The overriding belief was that a pro personnel director could pop in a videotape, watch a veteran free agent over the course of the previous season, and make an educated assessment of his skills and talent level. One significant fallacy in that philosophy, however, is the inability to predict how a veteran free agent would perform when surrounded by different teammates and perhaps playing in a different system.

In 1995 the Atlanta Falcons signed linebacker Darryl Talley, a Pro Bowl performer during his years in Buffalo, as an unrestricted free agent. They quickly found out that Talley, who played well in the Bills' 3-4 defensive front, could not handle the move to a 4-3 design. Talley became not only a bad player, an aging and intransigent veteran who couldn't understand why he could not play up to his previous level, but eventually a locker room malcontent.

"Too many times, when you sign a free agent, you end up paying for another team's mistake," said Carolina Panthers personnel director Jack Bushofsky. "We went that way for a while, and we learned a hard lesson, believe me. The old tried-and-true, building through the draft, making smart decisions there and then trying to keep all your own best players, is still the best way to win in this league. Free agency has kind of become the poisoned apple. It looks pretty on the outside but, take a bite, and you might regret it."

That rationale marks a reversal of sentiment over how general managers and personnel people felt about free agency at its genesis. Ten years ago, teams scrambled to attract free agents, and the process was not unlike college recruiting. The free agency travels of Reggie White, recall, were like a victory tour as he went from town to town and exited longsuffering fans just by his very presence.

Truth be told, White turned out to be one of the premier free agency acquisitions of all-time, his character on and off the field reversing the Green Bay Packers fortunes. But few players have made his kind of impact and teams have learned that, you can fuss over a player all you want, but the deciding issue in most cases is still money.

"It's funny how teams used to try to impress players during those free agent visits," remembered Washington Redskins personnel director Vinny Cerrato. "It really was like college recruiting all over again. The way things are now, though, free agency has moved from the front burner to the back burner. Teams aren't going all out because it's become a crap-shoot. You give a guy a ton of money and he forgets how to play. Then you're stuck making that up on your salary cap. I mean, look at the past two weeks, with everyone scrambling to get under the cap. Those teams aren't worried about signing free agents right now."

Just by its nature, free agency is fraught with danger, and the inherent flaws are now much more obvious than five or six years ago. Because a player requires four accrued seasons in the league to qualify for unrestricted free agency, it is difficult to locate the optimum target: a veteran who has been a starter but is just 25-28 years old.
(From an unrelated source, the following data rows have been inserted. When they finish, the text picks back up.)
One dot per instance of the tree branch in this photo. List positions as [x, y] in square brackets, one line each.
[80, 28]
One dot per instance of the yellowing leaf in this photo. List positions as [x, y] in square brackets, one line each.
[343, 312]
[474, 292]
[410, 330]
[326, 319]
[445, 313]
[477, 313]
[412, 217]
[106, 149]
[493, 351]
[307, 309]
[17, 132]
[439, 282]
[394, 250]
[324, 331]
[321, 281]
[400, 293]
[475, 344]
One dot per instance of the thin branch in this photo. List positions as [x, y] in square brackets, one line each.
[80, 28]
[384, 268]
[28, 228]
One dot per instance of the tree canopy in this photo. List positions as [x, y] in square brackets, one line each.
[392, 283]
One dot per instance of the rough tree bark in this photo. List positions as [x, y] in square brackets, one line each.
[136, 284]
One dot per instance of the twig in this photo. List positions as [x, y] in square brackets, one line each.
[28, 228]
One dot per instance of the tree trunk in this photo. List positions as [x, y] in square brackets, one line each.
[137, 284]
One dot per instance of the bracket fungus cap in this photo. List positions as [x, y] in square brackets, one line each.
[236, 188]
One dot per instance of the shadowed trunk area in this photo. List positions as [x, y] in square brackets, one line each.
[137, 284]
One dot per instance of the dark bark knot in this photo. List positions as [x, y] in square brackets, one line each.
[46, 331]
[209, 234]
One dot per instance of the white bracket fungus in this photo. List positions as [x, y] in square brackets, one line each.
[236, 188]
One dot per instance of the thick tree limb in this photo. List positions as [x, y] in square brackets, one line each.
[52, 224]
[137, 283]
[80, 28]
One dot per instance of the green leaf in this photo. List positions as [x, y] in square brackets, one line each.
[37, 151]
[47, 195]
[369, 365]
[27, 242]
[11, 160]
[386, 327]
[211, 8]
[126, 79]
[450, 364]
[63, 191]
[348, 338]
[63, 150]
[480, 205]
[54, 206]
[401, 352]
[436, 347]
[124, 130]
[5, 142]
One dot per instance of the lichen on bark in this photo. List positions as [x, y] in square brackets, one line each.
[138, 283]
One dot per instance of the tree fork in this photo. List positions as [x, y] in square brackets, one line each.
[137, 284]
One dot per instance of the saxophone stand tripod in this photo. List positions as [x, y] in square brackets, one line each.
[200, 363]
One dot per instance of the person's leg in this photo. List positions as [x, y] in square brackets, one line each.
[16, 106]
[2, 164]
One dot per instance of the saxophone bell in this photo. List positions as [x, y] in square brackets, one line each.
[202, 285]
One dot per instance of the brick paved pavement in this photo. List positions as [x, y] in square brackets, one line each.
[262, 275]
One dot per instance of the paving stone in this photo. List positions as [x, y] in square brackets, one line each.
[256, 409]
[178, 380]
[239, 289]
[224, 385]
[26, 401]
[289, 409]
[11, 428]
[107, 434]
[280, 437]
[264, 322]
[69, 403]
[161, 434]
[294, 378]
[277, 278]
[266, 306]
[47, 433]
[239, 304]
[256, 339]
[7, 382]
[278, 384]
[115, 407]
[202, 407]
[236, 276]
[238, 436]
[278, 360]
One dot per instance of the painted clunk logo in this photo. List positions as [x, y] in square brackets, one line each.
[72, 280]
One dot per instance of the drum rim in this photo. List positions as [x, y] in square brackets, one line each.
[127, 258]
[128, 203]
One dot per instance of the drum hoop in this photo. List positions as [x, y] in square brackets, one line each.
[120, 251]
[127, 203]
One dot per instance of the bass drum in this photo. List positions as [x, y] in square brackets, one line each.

When the Houston Texans opted in the expansion draft not to select players 30 years or older, they essentially borrowed the model used by many teams now in free agency. Players at 30 and older begin to break down physically, don't finish their contracts, and subsequently make the wrong kind of impact on a team's salary cap. Thus the reason so many former unrestricted free agents end up costing "dead money" against a team's cap.

This spring, more than any other in free agency, players will painfully discover the big money simply isn't there to be spread around. It is, for sure, a buyer's market. It's also a case of buyer beware for many teams.

"You'd better know and understand the market, be able to think on your feet, be honest with your clients about where things are headed," said agent Ralph Cindrich. "Nobody knows for sure yet where this year's market is going to be, but most guys probably have a pretty good idea, and it's not going to be very strong."

Len Pasquarelli is a senior NFL writer for ESPN.com.